Sì, credo che l’uomo debba lottare, lotta e lotterà sempre per questo fantasma chiamato libertà. 
E libertà significa anche lotta contro quei princìpi allorquando
si traducono in strumenti di repressione e di oppressione
.
Luis Buñuel, 1970

 

Luis Buñuel racconta di avere pensato a Viridiana per una sorta di volontà di sublimazione di una fantasia erotica adolescenziale. All’età di tredici anni – racconta infatti il grande regista spagnolo – era innamorato della regina iberica Vittoria Eugenia, bellezza nordica, ovviamente irraggiungibile perché, differenza di età a parte, la donna era sempre circondata da cortigiani. L’impossibilità di entrare in contatto col suo oggetto del desiderio spinse il giovanissimo Luis, a quei tempi studente presso un collegio di gesuiti, a fantasticare di mettere un narcotico nel latte della regina e di avere così la completa disponibilità del suo corpo.

Viridiana, capolavoro epocale vincitore della Palma d’oro a Cannes nel 1961 (ex-aequo con L’inverno ti farà tornare di Henri Colpi), capovolge la fantasia giovanile del regista aggiungendovi inoltre fremiti incestuosi: nel film, infatti, è l’anziano zio Don Jaime, interpretato dal grande Fernando Rey, a sedare l’attraente nipote novizia Viridiana e a pensare di violentarla nel sonno, salvo cambiare idea all’ultimo momento. Viridiana segna il ritorno di Buñuel in Spagna dopo trent’anni di esilio ed è un virulento attacco, intriso di sferzante sarcasmo, contro il cattolicesimo cupo e controriformistico del Paese guidato dalla dittatura di Francisco Franco.

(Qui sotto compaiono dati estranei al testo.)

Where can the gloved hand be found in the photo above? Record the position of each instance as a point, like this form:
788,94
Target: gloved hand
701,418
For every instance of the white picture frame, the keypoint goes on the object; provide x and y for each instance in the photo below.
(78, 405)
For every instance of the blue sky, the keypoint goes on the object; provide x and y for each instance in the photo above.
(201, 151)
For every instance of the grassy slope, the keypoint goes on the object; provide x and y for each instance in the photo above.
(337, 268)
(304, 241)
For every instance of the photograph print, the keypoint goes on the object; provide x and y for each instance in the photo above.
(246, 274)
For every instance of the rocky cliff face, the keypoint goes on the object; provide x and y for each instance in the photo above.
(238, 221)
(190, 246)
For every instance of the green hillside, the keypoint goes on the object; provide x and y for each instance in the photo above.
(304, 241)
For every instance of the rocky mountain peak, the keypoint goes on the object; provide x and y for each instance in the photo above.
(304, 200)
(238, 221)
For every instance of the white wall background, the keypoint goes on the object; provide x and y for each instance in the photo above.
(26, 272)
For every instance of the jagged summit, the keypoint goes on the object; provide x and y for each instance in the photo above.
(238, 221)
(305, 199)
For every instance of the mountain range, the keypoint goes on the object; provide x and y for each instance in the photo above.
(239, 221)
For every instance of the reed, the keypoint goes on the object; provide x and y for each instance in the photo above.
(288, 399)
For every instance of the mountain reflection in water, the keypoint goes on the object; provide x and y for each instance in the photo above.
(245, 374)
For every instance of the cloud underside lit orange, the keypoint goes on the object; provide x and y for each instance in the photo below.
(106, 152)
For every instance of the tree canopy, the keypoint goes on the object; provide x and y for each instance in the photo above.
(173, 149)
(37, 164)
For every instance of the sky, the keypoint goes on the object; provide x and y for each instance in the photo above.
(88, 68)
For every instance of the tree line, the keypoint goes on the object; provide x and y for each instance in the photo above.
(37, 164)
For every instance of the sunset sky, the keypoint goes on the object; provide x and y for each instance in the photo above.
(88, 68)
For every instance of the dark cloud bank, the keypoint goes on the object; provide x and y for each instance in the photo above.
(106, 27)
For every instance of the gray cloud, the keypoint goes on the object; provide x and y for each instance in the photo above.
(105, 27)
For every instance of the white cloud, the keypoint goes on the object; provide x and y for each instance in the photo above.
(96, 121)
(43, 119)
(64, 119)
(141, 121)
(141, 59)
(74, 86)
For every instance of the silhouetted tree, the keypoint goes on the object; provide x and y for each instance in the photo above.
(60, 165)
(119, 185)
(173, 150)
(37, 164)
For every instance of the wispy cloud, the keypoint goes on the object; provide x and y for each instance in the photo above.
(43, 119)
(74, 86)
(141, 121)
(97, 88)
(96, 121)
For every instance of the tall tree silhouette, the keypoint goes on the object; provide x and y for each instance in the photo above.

Alla sua uscita il film scatenò reazioni durissime da parte della Chiesa e del governo franchista (che erano in fondo una cosa sola): non solo ne fu vietata la visione ma venne fatto divieto a tutti di nominare la pellicola e si tentò poi di boicottarne la circolazione all’estero. I funzionari che avevano visionato il film e il direttore generale del cinema di Spagna, José Fontàn, furono tutti destituiti per “eccesso di permissivismo”, cioè per le loro scarse qualità di censori.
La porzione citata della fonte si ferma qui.